Le journal allemand Die Zeit publie sans surprise une nécrologie très démonstrative qui relève sa « haine de l’égalitarisme français » et décrit Baudrillard d’un ton approbateur comme un « prophète réactionnaire » et un « apocalypticien de la contre-Lumière », autrement dit quelqu’un qui prêche la fin du monde, qui s’élève contre tout ce qui est progressiste dans la pensée humaine et la science modernes. En fait, la réception en grande partie non-critique de l’œuvre de Baudrillard en dit long sur la détérioration actuelle du débat public dans la bourgeoisie et en particulier la dégénérescence totale, ces trente dernières années, des couches formant l’ancienne intelligentsia de gauche.

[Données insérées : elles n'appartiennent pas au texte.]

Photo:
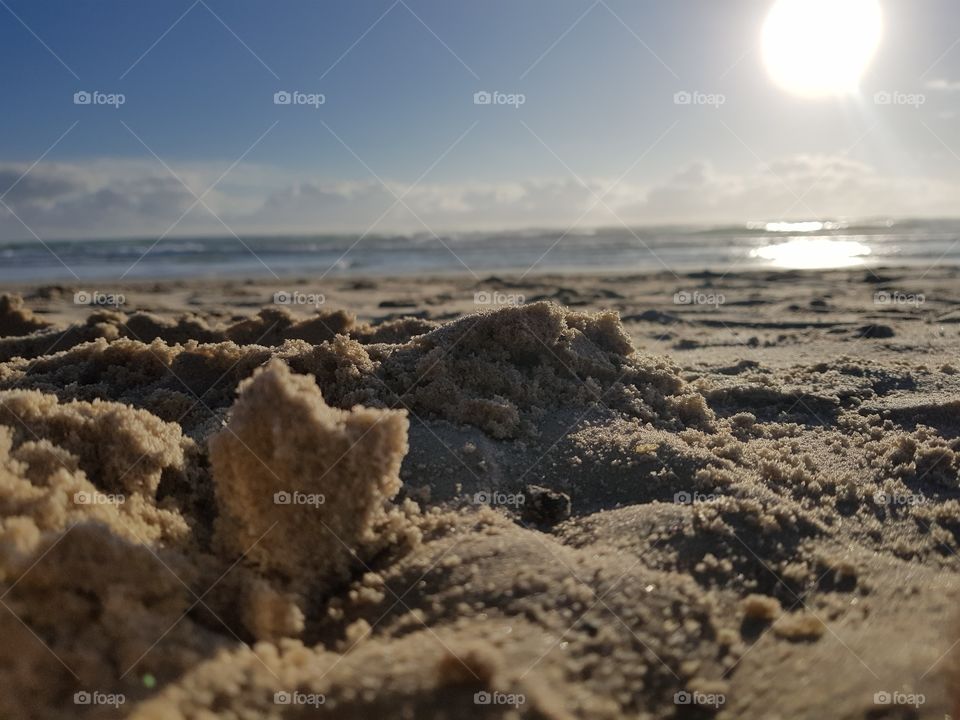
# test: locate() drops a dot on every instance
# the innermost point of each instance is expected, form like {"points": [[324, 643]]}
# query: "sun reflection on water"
{"points": [[813, 253]]}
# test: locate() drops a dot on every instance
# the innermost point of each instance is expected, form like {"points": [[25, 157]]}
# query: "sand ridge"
{"points": [[736, 527]]}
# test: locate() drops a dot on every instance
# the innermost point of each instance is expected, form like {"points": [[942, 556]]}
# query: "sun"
{"points": [[820, 48]]}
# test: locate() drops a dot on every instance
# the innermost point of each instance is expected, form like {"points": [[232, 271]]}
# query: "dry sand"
{"points": [[598, 503]]}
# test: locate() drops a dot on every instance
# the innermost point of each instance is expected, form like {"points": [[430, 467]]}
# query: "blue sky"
{"points": [[398, 79]]}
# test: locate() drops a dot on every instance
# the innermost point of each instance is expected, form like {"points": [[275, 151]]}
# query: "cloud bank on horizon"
{"points": [[413, 116]]}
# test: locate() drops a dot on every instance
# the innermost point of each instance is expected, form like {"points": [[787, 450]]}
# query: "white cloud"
{"points": [[110, 198], [944, 85]]}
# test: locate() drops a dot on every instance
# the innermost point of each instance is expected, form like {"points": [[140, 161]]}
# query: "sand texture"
{"points": [[594, 503]]}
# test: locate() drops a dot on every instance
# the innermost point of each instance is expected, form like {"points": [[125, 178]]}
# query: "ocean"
{"points": [[801, 245]]}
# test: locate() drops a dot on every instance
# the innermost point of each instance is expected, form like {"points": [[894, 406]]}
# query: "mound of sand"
{"points": [[407, 519]]}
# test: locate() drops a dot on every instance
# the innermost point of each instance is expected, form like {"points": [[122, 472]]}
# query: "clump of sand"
{"points": [[732, 529], [301, 486]]}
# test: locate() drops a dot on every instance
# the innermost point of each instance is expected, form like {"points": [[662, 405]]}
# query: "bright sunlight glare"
{"points": [[813, 253], [820, 48]]}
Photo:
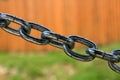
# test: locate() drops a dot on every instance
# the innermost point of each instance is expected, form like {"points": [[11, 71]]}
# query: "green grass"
{"points": [[55, 65]]}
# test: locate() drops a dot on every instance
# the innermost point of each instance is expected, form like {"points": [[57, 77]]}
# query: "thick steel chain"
{"points": [[57, 40]]}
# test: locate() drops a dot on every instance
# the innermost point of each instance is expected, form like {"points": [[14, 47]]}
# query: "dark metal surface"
{"points": [[57, 40]]}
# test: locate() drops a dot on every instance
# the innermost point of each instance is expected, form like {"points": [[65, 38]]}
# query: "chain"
{"points": [[65, 43]]}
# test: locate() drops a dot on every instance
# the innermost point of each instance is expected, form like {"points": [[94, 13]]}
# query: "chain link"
{"points": [[57, 40]]}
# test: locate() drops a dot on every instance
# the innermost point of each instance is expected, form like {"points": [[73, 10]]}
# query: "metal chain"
{"points": [[57, 40]]}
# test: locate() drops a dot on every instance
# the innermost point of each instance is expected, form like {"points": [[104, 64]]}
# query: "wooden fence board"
{"points": [[97, 20]]}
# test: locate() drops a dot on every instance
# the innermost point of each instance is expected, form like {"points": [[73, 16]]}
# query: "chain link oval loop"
{"points": [[76, 55], [27, 36], [58, 40], [66, 43], [112, 64], [16, 20]]}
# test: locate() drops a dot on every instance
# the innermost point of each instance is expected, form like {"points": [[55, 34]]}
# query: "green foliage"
{"points": [[55, 66]]}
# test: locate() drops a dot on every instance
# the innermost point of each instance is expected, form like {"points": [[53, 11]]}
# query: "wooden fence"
{"points": [[97, 20]]}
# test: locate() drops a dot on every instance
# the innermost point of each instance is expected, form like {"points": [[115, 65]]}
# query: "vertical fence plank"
{"points": [[97, 20]]}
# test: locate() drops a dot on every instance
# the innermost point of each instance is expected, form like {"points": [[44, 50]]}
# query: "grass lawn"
{"points": [[55, 65]]}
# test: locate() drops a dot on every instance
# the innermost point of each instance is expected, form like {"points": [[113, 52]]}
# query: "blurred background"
{"points": [[96, 20]]}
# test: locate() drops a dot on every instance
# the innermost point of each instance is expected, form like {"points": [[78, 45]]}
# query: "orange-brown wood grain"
{"points": [[97, 20]]}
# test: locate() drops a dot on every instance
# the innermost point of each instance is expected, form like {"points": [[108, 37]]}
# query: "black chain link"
{"points": [[65, 43]]}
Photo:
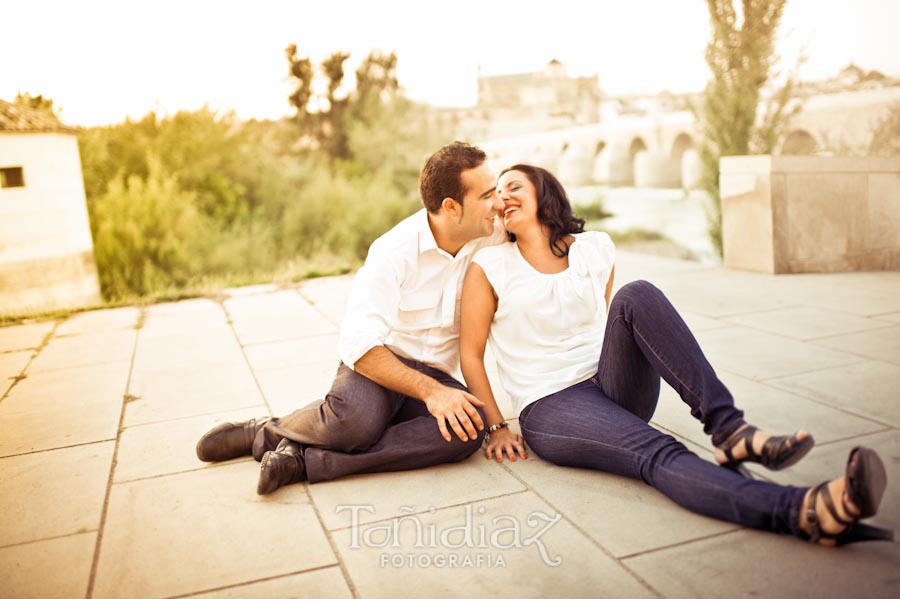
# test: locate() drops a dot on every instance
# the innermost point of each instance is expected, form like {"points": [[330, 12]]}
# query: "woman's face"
{"points": [[519, 201]]}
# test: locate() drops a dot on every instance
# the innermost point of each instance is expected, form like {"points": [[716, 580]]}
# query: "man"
{"points": [[393, 404]]}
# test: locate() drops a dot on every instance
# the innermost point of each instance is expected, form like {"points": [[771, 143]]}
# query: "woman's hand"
{"points": [[502, 440]]}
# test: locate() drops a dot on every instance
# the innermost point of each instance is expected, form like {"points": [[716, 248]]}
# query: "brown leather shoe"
{"points": [[229, 440], [281, 467]]}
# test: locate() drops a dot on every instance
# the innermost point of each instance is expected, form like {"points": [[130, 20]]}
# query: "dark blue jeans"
{"points": [[602, 423], [362, 427]]}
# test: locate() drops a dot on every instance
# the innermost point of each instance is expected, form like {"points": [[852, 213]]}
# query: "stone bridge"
{"points": [[660, 150]]}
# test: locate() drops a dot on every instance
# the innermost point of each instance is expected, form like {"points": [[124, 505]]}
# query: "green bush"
{"points": [[147, 234]]}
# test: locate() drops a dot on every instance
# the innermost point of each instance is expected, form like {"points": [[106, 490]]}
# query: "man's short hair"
{"points": [[441, 177]]}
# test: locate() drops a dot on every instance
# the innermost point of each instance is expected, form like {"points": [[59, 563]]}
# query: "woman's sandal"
{"points": [[865, 481], [777, 452]]}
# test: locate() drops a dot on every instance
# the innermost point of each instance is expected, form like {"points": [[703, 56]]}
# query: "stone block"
{"points": [[170, 447], [203, 530], [752, 563], [391, 494], [94, 321], [559, 561], [53, 493], [24, 336], [61, 408], [810, 214], [327, 583], [110, 347], [50, 569]]}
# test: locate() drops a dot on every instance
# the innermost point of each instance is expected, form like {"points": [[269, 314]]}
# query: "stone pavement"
{"points": [[101, 494]]}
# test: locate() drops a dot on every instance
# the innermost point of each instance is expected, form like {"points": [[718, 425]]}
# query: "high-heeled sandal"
{"points": [[865, 480], [777, 452]]}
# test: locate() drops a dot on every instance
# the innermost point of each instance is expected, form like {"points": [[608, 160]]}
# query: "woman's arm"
{"points": [[477, 312]]}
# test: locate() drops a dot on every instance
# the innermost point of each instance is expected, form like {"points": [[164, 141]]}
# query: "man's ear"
{"points": [[450, 206]]}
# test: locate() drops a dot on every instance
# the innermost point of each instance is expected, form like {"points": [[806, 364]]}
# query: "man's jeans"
{"points": [[601, 423], [362, 427]]}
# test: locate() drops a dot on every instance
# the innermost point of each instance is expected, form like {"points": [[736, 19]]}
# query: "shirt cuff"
{"points": [[351, 350]]}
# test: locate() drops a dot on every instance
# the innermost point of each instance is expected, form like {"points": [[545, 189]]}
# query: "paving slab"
{"points": [[24, 336], [290, 388], [195, 315], [758, 355], [95, 321], [696, 322], [868, 388], [77, 351], [387, 560], [734, 293], [623, 515], [864, 294], [390, 494], [292, 353], [60, 408], [772, 410], [327, 583], [329, 295], [169, 447], [214, 346], [53, 493], [180, 392], [203, 530], [275, 317], [756, 564], [805, 323], [881, 344], [12, 363], [54, 568]]}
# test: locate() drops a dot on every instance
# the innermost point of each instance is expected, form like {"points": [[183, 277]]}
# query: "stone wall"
{"points": [[784, 214], [46, 250]]}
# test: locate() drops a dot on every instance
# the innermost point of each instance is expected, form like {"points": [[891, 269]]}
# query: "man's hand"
{"points": [[457, 407], [502, 440]]}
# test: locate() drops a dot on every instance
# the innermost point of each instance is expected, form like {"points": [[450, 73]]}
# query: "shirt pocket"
{"points": [[420, 309]]}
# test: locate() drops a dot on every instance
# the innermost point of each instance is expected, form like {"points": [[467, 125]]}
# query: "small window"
{"points": [[12, 177]]}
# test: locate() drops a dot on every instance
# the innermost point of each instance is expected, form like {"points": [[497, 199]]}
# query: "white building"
{"points": [[46, 250]]}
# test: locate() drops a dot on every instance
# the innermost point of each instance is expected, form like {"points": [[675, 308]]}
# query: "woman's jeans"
{"points": [[601, 423]]}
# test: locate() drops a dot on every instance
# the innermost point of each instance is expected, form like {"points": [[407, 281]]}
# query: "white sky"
{"points": [[103, 60]]}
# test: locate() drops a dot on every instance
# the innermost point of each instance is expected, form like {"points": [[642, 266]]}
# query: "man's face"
{"points": [[481, 203]]}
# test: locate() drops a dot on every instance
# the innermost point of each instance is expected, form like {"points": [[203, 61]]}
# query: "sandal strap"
{"points": [[745, 435]]}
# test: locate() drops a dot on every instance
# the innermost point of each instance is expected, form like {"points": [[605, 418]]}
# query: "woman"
{"points": [[544, 300]]}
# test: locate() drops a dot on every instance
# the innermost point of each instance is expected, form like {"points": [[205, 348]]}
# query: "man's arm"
{"points": [[446, 404]]}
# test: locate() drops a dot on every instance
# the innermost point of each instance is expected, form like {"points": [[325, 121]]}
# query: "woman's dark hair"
{"points": [[554, 208]]}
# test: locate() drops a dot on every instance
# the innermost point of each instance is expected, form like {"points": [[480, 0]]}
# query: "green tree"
{"points": [[886, 134], [143, 232], [741, 56], [325, 119]]}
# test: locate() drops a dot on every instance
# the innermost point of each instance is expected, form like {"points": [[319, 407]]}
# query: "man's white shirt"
{"points": [[406, 296]]}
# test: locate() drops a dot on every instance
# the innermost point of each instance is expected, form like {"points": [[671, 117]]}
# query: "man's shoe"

D’autres, du moins dans le passé, étaient plus critiques. Dans leur ouvrage sur les absurdités des postmodernistes, Alan Sokal et Jean Bricmont avaient fait le commentaire suivant sur un texte de Baudrillard qui était une imposture scientifique : « La dernière phrase, bien que construite suivant la terminologie scientifique n’a pas de sens d’un point de vue scientifique. Le texte continue en un crescendo général vide de sens… » Ils concluent : « En fin de compte, on peut se demander ce qui resterait de la pensée de Baudrillard si l’on retirait tout le vernis qui la recouvre. »

Toute étude sérieuse de l’oeuvre de Baudrillard conduit à la conclusion qu’une grande partie  de ses écrits sont égocentriques, souvent contradictoires et parfois complètement obscurs. Néanmoins, il y a un noyau logique à son argumentaire, ce qui fournit aussi la base de son attrait.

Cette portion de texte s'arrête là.